We designed for a specific moment: it’s 2am, the CGM alarm goes off, the child is at 4.1 and dropping. The parent is standing in the dark with a phone and a number. Nothing tells them what to do with it.
Highlights
- Every existing T1D tool uses a static decision tree. We built a real physiological model instead: the Bergman Minimal Model, three coupled ODEs from published biomedical literature, personalized to the child’s insulin sensitivity factor.
- Monte Carlo uncertainty quantification across 200 runs produces honest confidence bands rather than a single predicted number.
- Layered meal absorption kinetics, IOB pharmacokinetic decay by insulin type, and exercise perturbation with three distinct mechanisms including the adrenaline spike in the first 15 minutes of mixed-intensity activity.
- Parent types one sentence. Claude extracts the medical parameters, the ODE solver runs, Claude translates the math into a plain English action plan with severity signal, treatment options, action timeline, and escalation guidance.
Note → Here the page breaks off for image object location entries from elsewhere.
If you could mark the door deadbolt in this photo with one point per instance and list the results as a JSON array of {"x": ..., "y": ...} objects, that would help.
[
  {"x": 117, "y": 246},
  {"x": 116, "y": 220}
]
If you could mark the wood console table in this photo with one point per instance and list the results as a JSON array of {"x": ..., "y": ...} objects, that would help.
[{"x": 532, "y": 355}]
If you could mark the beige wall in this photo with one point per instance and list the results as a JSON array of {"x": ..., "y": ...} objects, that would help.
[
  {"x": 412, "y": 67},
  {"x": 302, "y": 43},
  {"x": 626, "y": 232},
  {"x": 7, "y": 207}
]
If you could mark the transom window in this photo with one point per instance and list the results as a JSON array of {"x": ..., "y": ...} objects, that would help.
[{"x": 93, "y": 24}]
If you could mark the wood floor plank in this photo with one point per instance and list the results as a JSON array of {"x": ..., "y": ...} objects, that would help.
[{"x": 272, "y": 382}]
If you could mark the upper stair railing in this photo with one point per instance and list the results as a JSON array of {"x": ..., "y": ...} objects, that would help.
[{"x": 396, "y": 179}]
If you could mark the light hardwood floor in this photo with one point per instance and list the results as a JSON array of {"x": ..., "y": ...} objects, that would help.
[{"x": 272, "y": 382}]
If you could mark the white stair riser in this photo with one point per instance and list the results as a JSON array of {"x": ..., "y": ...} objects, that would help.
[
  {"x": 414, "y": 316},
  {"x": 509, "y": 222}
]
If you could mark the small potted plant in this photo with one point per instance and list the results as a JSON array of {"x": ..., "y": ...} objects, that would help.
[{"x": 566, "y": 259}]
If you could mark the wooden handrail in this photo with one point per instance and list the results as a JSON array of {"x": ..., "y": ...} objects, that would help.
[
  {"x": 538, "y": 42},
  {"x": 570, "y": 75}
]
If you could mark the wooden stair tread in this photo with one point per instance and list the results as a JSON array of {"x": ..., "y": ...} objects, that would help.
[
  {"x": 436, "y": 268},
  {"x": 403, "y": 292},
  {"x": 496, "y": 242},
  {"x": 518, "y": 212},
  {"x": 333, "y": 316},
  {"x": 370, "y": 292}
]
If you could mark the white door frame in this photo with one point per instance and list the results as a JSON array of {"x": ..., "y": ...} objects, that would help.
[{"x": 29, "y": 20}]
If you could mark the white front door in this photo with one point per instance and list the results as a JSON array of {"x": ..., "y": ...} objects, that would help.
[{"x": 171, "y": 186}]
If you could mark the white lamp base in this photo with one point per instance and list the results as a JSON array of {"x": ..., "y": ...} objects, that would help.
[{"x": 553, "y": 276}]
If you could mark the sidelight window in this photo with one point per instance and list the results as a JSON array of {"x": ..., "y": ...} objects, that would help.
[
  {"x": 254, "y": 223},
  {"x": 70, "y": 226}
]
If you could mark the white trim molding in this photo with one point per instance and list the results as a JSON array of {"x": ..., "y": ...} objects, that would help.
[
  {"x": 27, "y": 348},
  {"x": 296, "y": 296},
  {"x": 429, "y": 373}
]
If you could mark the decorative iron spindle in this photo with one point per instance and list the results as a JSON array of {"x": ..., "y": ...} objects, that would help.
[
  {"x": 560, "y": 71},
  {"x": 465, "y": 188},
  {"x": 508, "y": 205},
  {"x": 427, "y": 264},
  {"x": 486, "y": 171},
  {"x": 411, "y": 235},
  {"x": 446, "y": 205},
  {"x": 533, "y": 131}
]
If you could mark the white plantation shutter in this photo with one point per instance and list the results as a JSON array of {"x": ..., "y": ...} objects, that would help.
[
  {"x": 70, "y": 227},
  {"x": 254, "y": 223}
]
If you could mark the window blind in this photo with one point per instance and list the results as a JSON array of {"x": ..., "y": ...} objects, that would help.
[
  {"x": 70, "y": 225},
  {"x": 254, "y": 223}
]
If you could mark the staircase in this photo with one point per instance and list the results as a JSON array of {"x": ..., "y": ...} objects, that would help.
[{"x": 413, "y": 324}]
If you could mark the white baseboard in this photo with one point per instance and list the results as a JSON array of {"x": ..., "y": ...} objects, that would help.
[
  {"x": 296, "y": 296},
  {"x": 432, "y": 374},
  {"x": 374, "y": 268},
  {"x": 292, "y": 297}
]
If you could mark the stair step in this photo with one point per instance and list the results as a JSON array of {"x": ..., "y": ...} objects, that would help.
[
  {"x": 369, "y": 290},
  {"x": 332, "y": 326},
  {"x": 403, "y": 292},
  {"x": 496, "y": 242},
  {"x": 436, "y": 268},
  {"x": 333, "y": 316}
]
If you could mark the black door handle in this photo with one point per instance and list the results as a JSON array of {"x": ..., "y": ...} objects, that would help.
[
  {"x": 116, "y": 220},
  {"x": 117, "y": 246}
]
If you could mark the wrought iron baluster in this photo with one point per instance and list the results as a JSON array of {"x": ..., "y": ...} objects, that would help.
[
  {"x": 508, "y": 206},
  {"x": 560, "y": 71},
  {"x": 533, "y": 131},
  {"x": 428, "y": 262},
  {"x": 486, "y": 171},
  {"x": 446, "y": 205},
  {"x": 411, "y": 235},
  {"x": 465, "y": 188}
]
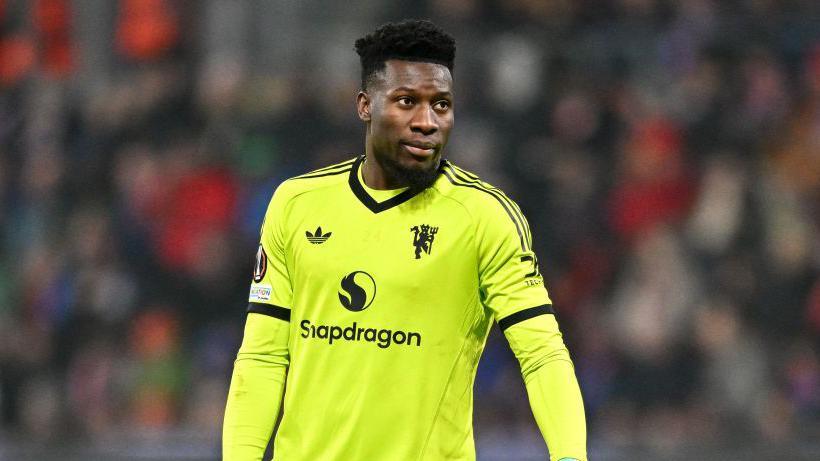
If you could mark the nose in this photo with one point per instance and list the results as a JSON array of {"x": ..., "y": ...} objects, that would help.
[{"x": 424, "y": 120}]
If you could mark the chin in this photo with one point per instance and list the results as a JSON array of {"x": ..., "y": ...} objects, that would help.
[{"x": 416, "y": 175}]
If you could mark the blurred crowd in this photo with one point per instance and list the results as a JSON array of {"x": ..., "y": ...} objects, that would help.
[{"x": 666, "y": 153}]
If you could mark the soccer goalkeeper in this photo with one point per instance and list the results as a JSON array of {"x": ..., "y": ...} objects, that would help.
[{"x": 377, "y": 281}]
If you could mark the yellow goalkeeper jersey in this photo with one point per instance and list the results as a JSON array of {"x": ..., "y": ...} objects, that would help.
[{"x": 390, "y": 296}]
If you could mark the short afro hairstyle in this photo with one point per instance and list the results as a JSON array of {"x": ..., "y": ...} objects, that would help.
[{"x": 409, "y": 40}]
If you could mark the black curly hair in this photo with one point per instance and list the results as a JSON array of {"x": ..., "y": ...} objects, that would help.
[{"x": 409, "y": 40}]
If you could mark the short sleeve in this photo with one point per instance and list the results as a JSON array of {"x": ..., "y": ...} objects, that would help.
[
  {"x": 271, "y": 284},
  {"x": 509, "y": 277}
]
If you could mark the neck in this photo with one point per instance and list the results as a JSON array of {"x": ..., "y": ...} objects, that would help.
[{"x": 374, "y": 174}]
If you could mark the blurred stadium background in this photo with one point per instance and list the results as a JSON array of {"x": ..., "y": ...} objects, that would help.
[{"x": 666, "y": 152}]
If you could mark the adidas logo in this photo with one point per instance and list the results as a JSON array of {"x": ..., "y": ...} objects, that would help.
[{"x": 317, "y": 237}]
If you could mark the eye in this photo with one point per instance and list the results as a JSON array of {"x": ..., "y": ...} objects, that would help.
[{"x": 442, "y": 105}]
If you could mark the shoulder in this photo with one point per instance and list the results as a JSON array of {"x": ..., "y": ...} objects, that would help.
[
  {"x": 315, "y": 180},
  {"x": 494, "y": 211}
]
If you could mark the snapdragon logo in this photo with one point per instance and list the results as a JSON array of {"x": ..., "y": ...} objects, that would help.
[
  {"x": 358, "y": 291},
  {"x": 383, "y": 338}
]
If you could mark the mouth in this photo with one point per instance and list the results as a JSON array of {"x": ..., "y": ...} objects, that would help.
[{"x": 419, "y": 150}]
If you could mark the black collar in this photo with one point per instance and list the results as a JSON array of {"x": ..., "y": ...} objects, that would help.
[{"x": 370, "y": 202}]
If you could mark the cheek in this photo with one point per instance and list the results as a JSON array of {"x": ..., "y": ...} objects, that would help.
[{"x": 390, "y": 124}]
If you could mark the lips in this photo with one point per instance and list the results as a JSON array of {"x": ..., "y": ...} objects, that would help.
[{"x": 420, "y": 149}]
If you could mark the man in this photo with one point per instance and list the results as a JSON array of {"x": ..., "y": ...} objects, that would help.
[{"x": 377, "y": 281}]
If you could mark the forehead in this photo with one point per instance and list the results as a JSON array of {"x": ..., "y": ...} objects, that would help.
[{"x": 418, "y": 75}]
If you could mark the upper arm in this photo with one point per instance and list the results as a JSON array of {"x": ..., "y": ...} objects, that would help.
[
  {"x": 271, "y": 290},
  {"x": 509, "y": 278}
]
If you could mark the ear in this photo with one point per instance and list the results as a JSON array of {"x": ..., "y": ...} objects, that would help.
[{"x": 363, "y": 106}]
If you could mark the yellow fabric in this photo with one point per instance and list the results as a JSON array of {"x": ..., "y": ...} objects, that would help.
[
  {"x": 551, "y": 385},
  {"x": 256, "y": 388},
  {"x": 385, "y": 332}
]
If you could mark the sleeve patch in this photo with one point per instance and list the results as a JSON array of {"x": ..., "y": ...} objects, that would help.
[
  {"x": 261, "y": 265},
  {"x": 260, "y": 293}
]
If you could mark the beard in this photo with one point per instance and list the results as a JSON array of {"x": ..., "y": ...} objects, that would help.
[{"x": 416, "y": 179}]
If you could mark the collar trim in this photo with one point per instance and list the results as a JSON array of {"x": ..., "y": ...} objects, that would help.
[{"x": 370, "y": 202}]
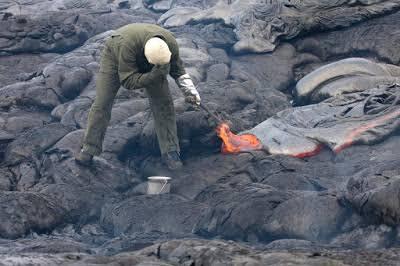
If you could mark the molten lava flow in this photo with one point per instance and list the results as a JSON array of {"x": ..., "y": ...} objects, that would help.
[
  {"x": 236, "y": 143},
  {"x": 352, "y": 136}
]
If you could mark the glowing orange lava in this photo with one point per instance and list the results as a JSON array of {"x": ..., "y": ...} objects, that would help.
[
  {"x": 236, "y": 143},
  {"x": 352, "y": 136}
]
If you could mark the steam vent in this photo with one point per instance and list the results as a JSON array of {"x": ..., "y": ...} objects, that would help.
[{"x": 200, "y": 132}]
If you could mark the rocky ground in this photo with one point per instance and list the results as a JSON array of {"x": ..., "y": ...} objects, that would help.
[{"x": 253, "y": 208}]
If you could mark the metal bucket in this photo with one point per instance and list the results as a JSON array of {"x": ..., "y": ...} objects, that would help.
[{"x": 158, "y": 185}]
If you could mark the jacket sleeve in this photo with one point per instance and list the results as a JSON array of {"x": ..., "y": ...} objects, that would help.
[
  {"x": 177, "y": 69},
  {"x": 128, "y": 71}
]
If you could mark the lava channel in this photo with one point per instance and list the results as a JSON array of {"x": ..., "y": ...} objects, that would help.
[{"x": 232, "y": 143}]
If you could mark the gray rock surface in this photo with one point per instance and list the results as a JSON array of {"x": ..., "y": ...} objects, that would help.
[{"x": 332, "y": 208}]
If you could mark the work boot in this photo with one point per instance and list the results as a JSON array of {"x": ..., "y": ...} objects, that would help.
[
  {"x": 84, "y": 158},
  {"x": 172, "y": 160}
]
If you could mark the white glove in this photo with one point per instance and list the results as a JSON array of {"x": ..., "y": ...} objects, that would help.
[{"x": 185, "y": 83}]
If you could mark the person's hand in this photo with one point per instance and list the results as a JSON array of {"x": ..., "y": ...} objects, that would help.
[
  {"x": 161, "y": 70},
  {"x": 185, "y": 83}
]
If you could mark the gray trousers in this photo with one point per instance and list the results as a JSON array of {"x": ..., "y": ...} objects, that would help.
[{"x": 107, "y": 86}]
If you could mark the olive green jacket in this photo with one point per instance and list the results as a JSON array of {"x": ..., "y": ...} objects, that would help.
[{"x": 132, "y": 63}]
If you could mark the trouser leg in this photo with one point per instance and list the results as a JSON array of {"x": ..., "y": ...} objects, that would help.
[
  {"x": 107, "y": 85},
  {"x": 163, "y": 111}
]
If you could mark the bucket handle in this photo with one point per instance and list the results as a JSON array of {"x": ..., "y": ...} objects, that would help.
[{"x": 165, "y": 183}]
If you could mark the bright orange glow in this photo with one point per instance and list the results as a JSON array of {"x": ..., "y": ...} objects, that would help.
[
  {"x": 236, "y": 143},
  {"x": 358, "y": 131}
]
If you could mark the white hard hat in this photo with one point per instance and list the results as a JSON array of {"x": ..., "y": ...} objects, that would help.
[{"x": 157, "y": 52}]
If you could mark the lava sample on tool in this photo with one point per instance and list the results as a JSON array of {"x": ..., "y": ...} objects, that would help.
[{"x": 232, "y": 143}]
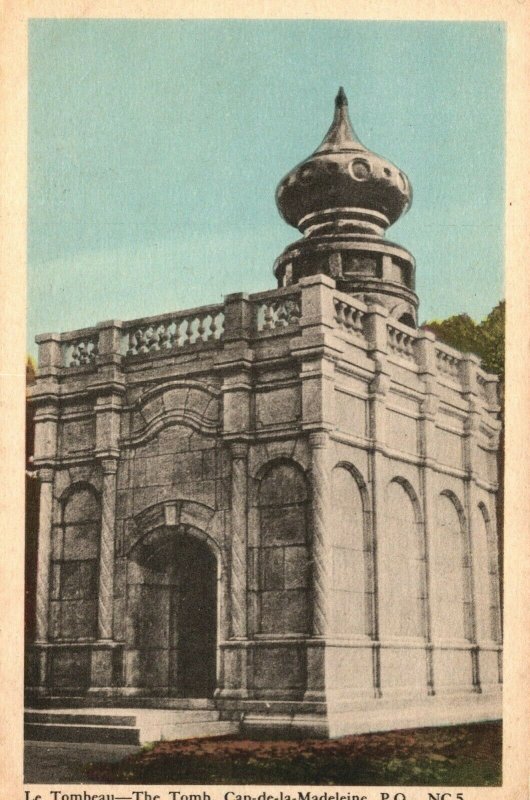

- Recommendations consistent with ISPAD 2022 exercise guidelines for pediatric T1D.
Tech Stack
- Vite + React + TypeScript — Frontend, Vercel
- FastAPI + Python — Backend, Railway
- scipy solve_ivp (RK45) — Bergman ODE solver
- numpy — Monte Carlo (200 runs)
- claude-sonnet-4-20250514 — NLP extraction and recommendation generation
- Recharts — Glucose curve with confidence bands
- Cursor — Built entirely with Cursor
Notes
- Choosing a physiological model over a decision tree was the most important early call. It made every subsequent technical decision obvious.
- The exercise perturbation layer was the hardest to calibrate. Football has an adrenaline-driven glucose rise in the first 15 minutes before the aerobic decline kicks in.
- The parent framing was stronger than the patient framing. A parent of a newly diagnosed child is terrified and has no tools. That reframe sharpened every product decision.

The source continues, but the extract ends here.